言い訳はしない
旅の始まり
アラスカ北部の広大な荒野は、わずか二か月の暖かい季節だけに姿を現す、夢のような大地です。緑のツンドラが広がり、黒曜石のように黒い氷で削られた山々がそびえ立ちます。足元にはブルーベリーの絨毯、そして更新されたばかりの氷河期の生物が点在しています。カリブーの大群が古代の移動ルートを行き交い、オオカミがその後を追う光景は、まさに原始的な自然の劇場です。
長い間、私はブルックス山脈への旅を先延ばしにしていました。
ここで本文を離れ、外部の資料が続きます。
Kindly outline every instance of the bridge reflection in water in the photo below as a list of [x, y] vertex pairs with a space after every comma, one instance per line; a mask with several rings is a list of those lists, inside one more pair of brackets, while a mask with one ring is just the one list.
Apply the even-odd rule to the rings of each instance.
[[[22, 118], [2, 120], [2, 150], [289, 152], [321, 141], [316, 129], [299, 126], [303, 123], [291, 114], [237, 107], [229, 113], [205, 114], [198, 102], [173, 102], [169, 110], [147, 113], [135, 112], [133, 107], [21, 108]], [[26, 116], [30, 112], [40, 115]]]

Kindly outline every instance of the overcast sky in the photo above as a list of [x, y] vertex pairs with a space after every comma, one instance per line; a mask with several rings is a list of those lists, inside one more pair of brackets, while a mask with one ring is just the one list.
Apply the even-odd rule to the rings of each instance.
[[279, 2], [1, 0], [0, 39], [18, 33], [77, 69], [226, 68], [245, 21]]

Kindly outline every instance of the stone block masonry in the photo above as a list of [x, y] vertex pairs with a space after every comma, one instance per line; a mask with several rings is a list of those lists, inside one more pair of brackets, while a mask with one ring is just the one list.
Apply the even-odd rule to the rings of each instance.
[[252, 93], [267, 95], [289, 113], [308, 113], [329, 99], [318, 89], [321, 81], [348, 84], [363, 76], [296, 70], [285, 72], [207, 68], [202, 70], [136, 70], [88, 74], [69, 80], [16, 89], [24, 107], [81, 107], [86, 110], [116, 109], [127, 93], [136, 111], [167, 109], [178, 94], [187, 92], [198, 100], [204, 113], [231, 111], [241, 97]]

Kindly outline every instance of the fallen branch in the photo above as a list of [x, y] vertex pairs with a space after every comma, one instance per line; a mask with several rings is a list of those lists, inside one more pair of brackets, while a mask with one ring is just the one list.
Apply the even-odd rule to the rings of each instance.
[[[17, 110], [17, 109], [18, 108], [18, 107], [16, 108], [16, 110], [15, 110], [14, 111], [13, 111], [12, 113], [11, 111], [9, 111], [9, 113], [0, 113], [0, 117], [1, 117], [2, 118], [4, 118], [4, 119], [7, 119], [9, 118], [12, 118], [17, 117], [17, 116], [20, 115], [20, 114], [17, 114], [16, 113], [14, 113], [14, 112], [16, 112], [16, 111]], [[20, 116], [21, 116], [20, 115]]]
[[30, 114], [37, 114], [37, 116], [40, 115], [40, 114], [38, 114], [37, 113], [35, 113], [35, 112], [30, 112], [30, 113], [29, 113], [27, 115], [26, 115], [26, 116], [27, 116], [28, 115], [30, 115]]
豪華なブッシュプレーンや食料キャッシュを用意した遠征が理想だと考えていたものの、資金的に余裕がなく、バックパックでの挑戦を決意しました。やがて、モンタナ州ボーズマンからフェアバンクスへ飛び、ダルトン・ハイウェイ・エクスプレスで遠隔道路へと向かいました。そこから二週間、19百万エーカーに及ぶアークティック国立野生生物保護区の中で自給自足の旅が始まります。
過酷な環境
砂塵が舞う砂利道に立ち、足元のツンドラへと踏み出すと、すぐに広大な自然に飲み込まれました。最初の週で食料が危うくなるほど不足し、途中で食べた大きなクッキーが後々の苦い記憶に。天候は変わりやすく、晴天の炎天下に蚊の大群が襲い、雨が降り出すと数日間続く雨でダウンジャケットや寝袋がびしょ濡れに。雨具の重要性を痛感しました。
野生動物との出会い
旅の途中で出会った動物は数多く、プラトーに佇むオスのカリブー、崖上の白いダルシープ、霧の中から現れた赤茶色のキツネがリスをくわえている姿など、写真に収めたい光景が次々と現れました。金鷲が急流の上空から狩りに出る様子や、ペレグリン・ファルコンがツンドラで小型哺乳類を追う姿も目撃しました。足跡からはカリブーとオオカミの追跡跡が続き、ツンドラには鹿の角が散らばっていました。
北極グリズリーとの遭遇
旅の終盤、霧が立ち込める谷底で暗い影を見つけたとき、直感でそれがクマだと判断しました。300メートル離れた大岩の横に身を潜め、3時間以上待ち続けた結果、やがて北極グリズリーの大きな茶色の顔が姿を現しました。雨に濡れた体を拭き、四足で立ち上がると、120メートルほどの距離で根やベリーを食べている姿をカメラに収めました。
過去にグリズリーに襲われた経験がある私にとって、危険は十分に認識していましたが、風向きを利用し匂いを抑えながら数時間の静かな観察を続けました。やがてクマは姿を消し、私は息を呑むほどの達成感とともにキャンプへと戻りました。
旅の終わりと余韻
数日後、出発点の砂利道に戻ると、観光客のグループに出くわし、まるで隠遁者のように見られましたが、すぐに焚き火の輪に招かれ、温かい食事と氷のビールで歓迎されました。二週間にわたる過酷な旅と、北極グリズリーの撮影という目標の達成は、私にとって大きな満足と新たな自信をもたらしました。